In Review: Top 3 Business Skills for Project Managers
More companies expect their project managers to invest in developing business skills. Even the Project Management Institute (PMI), has recently redefined the primary skills required for project management certification.
In short: project managers need to learn business skills.
In the video, Jennifer explored the definitions of core skills needed for people leading a project, specifically these new business-focused skills, which help you to align your project to the organization’s strategy.
The three skills that a project manager must add to their toolbox are:
- Business acumen – Understand the language of business, and how to speak and report to the business leaders in the organization. That includes financials, market trends, growth strategy, competition, direction and knowing what’s in the annual reports.
- Strategic planning – It’s the job of the project manager to make sure the project is aligning with the organizational strategy, even if it shifts during your project.
- Finance – Understanding the goals and needs of the finance department will help you tailor reports that support both of your needs. Make sure you understand how to read and add value to financial reports, including income statements, balance sheets and profit & loss statements. You should also have at least a broad understanding of bookkeeping, business models, pricing (as it pertains to your project or product), and if course, reporting and budgets.
You don’t need to be an expert in these disciplines, but you do need to know enough about the needs of other departments and stakeholders to be able to make sure you are seeking alignment and communication across the organization.
Pro-Tip: A pathway to strategic alignment with your organization is to review all the projects, build a framework around them and then set priorities.
Take it further: Understanding business is going to put you as a project manager in a better position to manage. And if you’re looking for more reasons to align with your company’s strategic plans, read contributor Dave Wakeman’s recent article.
Thanks for watching!
Today, we’re talking about the top three business skills for project managers. More and more companies are requiring their project managers to invest in and increase their business skills, learn business acumen, and learn to speak the language of business.
But before we start, we want to review what a skill is, and determine the difference between business skills. We also want to talk about the top three business skills, and why they’re so important.
First of all, let’s look at a skill. A skill is an ability and capacity acquired through deliberate, systematic, and a sustained effort to smoothly and adaptively carry out complex activities and job functions. For project managers, they’re involving ideas, like cognitive skills, like learning to plan, do the planning for the project, and things like the technical skills, building a schedule, building a budget.
Also the people and interpersonal skills, learning to deal with your team and manage the conflict among team members to get things done. More specifically, what a business skill is, is the knowledge or deep expertise of the industry or organization that enhances the performance and better delivers the business outcomes.
So that allows the project manager to align their project with the business strategy, and the ability to connect the dots. More specifically, the top three business skills that are helpful for project managers that our companies are looking for, again, are business acumen, strategic planning, and finance.

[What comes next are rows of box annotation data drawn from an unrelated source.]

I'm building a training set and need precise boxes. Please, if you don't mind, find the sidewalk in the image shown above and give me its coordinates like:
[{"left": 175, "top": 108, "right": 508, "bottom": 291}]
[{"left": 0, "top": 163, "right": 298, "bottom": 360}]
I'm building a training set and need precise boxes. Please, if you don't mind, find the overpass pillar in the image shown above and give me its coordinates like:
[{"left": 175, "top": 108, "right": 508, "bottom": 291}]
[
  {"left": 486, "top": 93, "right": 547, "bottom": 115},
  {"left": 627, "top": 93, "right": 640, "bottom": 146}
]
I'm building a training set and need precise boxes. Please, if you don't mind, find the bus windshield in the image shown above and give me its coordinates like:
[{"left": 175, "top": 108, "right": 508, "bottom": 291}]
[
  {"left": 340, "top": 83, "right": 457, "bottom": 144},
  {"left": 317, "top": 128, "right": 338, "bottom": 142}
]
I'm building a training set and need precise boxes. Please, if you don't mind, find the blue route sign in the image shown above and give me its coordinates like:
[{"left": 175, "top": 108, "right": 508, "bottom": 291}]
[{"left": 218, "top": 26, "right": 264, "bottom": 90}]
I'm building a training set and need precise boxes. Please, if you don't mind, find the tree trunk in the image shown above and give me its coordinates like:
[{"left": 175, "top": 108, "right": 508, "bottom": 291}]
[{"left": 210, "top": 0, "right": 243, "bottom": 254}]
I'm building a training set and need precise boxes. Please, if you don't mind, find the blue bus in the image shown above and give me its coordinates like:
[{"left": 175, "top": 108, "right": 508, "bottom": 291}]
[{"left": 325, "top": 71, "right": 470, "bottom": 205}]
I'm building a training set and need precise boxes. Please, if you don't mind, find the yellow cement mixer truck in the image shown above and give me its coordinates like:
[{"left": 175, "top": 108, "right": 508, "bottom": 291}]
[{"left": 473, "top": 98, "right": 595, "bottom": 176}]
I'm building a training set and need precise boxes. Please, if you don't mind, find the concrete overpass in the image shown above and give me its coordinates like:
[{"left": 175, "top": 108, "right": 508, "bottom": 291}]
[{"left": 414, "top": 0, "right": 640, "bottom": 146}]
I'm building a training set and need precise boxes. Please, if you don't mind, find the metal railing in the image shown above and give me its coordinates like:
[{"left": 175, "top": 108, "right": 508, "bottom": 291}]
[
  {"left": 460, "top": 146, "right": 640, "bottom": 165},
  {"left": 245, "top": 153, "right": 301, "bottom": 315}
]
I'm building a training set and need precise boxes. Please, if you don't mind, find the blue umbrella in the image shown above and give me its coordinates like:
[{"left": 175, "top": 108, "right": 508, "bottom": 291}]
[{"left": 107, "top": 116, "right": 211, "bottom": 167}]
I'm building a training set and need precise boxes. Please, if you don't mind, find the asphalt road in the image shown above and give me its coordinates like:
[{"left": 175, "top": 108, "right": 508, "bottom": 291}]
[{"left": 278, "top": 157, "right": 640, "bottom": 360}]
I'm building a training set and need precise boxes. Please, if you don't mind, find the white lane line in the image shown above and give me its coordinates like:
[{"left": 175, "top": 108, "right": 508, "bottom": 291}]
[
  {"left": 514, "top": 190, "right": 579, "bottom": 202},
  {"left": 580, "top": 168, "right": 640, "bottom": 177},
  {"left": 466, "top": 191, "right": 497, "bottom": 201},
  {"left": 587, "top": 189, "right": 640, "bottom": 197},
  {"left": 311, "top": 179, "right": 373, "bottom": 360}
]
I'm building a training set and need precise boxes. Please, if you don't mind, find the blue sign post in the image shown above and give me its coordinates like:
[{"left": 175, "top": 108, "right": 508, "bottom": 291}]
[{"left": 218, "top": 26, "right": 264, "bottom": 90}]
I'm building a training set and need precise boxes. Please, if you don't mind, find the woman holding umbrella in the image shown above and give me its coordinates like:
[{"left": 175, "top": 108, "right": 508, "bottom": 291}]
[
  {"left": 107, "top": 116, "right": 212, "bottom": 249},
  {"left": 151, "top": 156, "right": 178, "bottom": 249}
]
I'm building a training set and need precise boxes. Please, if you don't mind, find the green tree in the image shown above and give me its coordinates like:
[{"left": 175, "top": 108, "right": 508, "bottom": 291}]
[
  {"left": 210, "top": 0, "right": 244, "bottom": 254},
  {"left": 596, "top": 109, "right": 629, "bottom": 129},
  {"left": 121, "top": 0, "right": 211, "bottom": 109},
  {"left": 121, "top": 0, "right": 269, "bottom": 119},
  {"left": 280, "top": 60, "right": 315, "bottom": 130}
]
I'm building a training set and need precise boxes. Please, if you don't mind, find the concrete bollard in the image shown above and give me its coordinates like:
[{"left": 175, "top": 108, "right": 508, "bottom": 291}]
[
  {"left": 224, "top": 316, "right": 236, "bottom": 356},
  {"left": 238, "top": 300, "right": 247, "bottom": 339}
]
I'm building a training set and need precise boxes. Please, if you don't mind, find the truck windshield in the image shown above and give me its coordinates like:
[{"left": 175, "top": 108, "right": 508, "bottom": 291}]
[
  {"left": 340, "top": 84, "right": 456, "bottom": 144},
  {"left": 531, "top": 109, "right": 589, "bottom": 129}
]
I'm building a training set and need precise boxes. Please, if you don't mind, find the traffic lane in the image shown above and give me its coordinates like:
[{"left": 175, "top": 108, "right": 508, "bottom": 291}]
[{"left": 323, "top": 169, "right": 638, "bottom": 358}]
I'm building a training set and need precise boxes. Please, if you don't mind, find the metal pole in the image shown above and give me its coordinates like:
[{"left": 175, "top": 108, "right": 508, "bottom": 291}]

Business acumen means the language of business, understanding and being able to speak about financials, understanding the market trends, and the growth strategy of the company. Learning more about competition and the direction of the company, and being able to understand and interpret the annual reports. Truly, being able to speak and report in these terms.
The strategic planning has to do with aligning the project to the organization or corporate business strategy. The finance is more about the financial reports, the income statements, the balance sheets, and the profit and loss statements, which drive certain decisions for projects. Knowing bookkeeping and how important that is, and how that feeds the data into these reports, and why it’s important for that to be accurate.
Understanding the business models of the company and the pricing, and how market trends or world events can impact that. And then reporting, understanding the estimates, and why they’re so important to be accurate, the actuals, and variances, and budgets.
So understanding these business terms and having these top three business skills, again, provides the ability to connect the dots between your project in your organization. And why this is so important is, it provides better communication between you as the project manager and your stakeholders, and also provide a clear picture of where we are and where we’re going, and why certain decisions by the company are made. And also allow you to be able to anticipate the needs.